Extract the filename from a path
I want to extract filename from below path:
D:\Server\User\CUST\MEA\Data\In\Files\CORRECTED\CUST_MEAFile.csv
Now I wrote this code to get filename. This working fine as long as the folder level didn't change. But in case the folder level has been changed, this code need to rewrite. I looking a way to make it more flexible such as the code can always extract filename regardless of the folder level.
($outputFile).split('\')[9].substring(0)
Solution 1:
If you are ok with including the extension this should do what you want.
$outputPath = "D:\Server\User\CUST\MEA\Data\In\Files\CORRECTED\CUST_MEAFile.csv"
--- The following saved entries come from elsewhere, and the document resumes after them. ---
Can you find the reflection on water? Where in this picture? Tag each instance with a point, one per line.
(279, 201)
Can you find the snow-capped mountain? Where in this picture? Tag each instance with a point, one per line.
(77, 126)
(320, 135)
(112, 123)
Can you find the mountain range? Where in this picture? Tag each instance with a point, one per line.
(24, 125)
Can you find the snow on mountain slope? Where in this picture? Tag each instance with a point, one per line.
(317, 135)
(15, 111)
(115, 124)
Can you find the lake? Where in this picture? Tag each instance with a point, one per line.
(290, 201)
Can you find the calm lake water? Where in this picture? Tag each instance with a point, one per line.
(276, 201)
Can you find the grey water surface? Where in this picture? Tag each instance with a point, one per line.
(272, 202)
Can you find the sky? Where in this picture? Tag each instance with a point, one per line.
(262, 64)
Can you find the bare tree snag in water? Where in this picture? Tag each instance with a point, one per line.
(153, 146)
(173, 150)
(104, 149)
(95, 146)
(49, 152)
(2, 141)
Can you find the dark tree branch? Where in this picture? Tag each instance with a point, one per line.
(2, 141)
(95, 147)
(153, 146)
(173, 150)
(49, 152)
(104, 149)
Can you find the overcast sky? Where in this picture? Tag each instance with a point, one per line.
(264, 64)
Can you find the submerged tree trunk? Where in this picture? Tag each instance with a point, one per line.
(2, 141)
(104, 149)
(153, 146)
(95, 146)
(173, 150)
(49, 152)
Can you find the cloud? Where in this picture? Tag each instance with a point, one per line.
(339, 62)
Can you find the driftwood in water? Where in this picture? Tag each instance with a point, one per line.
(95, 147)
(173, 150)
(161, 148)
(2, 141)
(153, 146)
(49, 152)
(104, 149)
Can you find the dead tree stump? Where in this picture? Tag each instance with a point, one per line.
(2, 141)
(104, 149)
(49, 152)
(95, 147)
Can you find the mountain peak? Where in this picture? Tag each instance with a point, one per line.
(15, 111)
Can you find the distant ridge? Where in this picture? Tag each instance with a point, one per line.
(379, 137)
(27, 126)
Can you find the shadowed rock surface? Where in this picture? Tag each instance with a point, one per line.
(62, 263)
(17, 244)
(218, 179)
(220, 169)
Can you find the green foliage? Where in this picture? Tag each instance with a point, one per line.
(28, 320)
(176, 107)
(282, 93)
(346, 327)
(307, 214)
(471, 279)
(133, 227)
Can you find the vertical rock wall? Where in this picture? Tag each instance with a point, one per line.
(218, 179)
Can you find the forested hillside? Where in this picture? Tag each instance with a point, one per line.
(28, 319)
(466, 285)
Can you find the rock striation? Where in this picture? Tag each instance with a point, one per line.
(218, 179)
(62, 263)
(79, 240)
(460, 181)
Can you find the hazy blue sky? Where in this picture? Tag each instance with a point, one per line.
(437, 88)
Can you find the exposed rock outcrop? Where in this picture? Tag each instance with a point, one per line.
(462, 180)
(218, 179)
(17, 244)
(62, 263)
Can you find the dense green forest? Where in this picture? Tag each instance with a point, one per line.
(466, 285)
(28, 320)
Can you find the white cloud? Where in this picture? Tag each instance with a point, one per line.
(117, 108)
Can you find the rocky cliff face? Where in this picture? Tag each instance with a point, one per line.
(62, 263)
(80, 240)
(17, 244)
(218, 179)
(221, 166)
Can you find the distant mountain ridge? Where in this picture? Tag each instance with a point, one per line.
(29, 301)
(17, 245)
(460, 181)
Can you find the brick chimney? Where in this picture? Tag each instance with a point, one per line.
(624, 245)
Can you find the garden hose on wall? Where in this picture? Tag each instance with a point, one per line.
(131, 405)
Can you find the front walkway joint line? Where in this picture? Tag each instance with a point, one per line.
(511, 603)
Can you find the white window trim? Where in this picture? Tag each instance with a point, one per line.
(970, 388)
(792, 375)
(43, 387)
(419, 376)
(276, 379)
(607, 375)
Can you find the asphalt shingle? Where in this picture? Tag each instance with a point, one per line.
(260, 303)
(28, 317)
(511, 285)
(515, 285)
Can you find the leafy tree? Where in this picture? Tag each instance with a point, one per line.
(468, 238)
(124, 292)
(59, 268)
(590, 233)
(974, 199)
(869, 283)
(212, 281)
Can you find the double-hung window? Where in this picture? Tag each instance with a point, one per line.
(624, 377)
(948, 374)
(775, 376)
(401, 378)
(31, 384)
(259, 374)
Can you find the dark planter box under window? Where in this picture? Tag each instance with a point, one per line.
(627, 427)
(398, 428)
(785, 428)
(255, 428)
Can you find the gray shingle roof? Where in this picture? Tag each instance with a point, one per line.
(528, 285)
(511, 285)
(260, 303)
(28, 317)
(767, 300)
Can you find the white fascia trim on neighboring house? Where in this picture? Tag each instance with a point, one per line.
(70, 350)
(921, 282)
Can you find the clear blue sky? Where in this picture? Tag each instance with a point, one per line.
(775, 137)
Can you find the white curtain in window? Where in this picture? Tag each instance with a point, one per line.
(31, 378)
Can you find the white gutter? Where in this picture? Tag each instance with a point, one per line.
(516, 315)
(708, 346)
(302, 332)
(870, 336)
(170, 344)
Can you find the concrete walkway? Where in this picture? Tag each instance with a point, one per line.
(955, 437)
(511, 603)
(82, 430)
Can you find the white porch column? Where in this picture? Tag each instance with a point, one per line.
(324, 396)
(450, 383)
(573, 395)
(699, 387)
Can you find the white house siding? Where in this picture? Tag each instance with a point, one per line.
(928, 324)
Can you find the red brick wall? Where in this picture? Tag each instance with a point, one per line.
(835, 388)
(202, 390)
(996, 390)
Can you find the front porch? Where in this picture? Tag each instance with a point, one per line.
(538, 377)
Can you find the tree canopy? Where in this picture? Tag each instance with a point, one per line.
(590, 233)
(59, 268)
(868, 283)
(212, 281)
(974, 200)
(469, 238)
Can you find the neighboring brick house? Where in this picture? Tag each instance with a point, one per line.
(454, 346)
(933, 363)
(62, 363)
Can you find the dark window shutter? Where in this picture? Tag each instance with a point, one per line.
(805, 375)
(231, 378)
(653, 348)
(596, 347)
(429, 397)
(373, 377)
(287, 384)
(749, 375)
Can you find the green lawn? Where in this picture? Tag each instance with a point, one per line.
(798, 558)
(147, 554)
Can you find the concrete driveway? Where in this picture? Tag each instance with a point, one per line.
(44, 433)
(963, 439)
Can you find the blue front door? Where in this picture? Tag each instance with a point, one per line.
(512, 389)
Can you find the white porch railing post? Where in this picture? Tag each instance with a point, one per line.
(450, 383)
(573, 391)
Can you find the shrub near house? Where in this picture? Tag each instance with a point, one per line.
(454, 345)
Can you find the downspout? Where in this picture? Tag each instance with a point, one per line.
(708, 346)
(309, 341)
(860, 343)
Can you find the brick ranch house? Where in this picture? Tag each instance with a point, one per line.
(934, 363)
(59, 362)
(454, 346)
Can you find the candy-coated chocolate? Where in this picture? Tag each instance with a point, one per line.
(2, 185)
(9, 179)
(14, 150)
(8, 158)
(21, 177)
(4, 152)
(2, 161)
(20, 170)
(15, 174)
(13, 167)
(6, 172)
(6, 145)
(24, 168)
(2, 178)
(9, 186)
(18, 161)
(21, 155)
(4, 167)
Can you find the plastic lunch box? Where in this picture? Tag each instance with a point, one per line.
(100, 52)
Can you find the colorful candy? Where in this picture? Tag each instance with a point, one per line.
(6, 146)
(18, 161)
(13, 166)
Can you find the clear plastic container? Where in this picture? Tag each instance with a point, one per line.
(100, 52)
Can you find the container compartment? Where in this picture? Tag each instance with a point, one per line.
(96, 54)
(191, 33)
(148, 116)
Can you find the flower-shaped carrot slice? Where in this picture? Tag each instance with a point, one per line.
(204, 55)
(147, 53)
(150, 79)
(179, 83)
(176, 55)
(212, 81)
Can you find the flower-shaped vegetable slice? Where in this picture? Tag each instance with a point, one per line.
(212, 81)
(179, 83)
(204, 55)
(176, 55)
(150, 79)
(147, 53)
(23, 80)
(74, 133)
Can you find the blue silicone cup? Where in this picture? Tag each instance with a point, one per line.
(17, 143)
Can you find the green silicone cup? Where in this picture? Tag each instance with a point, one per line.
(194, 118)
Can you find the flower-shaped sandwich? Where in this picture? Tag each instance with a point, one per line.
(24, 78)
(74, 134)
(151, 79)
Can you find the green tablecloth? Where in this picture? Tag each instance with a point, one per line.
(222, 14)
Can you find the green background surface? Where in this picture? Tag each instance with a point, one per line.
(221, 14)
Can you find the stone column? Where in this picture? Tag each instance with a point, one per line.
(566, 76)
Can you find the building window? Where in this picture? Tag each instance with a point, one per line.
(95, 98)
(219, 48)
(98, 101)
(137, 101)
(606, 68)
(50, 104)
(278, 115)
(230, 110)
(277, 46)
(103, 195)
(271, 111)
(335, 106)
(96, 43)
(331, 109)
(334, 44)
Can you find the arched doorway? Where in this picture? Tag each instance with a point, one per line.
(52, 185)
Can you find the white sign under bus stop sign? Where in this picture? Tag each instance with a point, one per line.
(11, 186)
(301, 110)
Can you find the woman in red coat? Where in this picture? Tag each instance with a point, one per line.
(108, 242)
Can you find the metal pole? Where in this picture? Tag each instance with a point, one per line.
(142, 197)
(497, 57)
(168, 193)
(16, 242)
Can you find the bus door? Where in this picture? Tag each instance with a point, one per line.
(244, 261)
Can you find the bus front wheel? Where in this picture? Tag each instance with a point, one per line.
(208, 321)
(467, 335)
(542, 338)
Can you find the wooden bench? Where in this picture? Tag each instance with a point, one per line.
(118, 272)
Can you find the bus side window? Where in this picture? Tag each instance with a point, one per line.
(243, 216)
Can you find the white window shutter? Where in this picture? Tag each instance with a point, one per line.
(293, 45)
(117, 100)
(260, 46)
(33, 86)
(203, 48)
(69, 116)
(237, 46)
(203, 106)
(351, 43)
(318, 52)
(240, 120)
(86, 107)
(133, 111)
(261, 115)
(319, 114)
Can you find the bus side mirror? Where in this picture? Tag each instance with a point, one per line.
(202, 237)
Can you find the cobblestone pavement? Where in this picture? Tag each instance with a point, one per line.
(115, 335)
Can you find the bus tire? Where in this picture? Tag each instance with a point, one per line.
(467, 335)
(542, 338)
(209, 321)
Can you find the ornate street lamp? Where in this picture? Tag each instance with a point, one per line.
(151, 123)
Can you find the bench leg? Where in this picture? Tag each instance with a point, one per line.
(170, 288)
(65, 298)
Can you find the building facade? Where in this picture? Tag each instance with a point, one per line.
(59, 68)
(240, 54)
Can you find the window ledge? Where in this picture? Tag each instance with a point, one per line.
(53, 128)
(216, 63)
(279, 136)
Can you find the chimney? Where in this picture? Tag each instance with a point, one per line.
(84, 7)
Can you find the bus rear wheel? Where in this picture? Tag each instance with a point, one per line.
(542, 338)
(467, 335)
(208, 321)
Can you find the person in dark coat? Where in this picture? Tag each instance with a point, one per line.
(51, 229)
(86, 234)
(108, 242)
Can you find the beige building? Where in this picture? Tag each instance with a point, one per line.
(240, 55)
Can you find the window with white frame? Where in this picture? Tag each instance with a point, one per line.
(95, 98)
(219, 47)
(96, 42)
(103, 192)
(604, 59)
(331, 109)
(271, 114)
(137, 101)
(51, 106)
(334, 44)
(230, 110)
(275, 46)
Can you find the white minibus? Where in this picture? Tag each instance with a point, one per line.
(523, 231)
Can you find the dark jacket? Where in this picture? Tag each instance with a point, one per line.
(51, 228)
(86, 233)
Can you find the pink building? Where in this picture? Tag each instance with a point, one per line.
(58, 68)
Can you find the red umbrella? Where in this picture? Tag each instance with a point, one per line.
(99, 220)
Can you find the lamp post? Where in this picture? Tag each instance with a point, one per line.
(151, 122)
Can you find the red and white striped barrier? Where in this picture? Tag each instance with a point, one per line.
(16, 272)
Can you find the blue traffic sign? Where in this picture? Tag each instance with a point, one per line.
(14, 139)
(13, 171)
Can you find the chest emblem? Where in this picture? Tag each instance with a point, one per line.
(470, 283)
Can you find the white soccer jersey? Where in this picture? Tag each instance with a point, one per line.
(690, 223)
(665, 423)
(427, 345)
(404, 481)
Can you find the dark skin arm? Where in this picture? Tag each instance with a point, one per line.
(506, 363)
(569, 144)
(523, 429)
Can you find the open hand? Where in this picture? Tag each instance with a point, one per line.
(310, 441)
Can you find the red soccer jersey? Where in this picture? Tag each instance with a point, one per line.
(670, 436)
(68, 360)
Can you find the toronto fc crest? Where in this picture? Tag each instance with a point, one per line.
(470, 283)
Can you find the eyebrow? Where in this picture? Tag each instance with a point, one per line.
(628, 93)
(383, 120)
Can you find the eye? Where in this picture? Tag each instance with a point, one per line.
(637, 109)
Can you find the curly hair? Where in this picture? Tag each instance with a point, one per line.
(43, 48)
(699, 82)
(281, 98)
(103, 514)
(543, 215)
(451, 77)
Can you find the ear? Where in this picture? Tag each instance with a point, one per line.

$outputFile = Split-Path $outputPath -leaf
Solution 2:
Use .net:
[System.IO.Path]::GetFileName("c:\foo.txt")
returns foo.txt
.
[System.IO.Path]::GetFileNameWithoutExtension("c:\foo.txt")
returns foo
Solution 3:
Using the BaseName in Get-ChildItem displays the name of the file and and using Name displays the file name with the extension.
$filepath = Get-ChildItem "E:\Test\Basic-English-Grammar-1.pdf"
$filepath.BaseName
Basic-English-Grammar-1
$filepath.Name
Basic-English-Grammar-1.pdf
Solution 4:
You could get the result you want like this.
$file = "D:\Server\User\CUST\MEA\Data\In\Files\CORRECTED\CUST_MEAFile.csv"
$a = $file.Split("\")
$index = $a.count - 1
$a.GetValue($index)
If you use "Get-ChildItem" to get the "fullname", you could also use "name" to just get the name of the file.
Solution 5:
$(Split-Path "D:\Server\User\CUST\MEA\Data\In\Files\CORRECTED\CUST_MEAFile.csv" -leaf)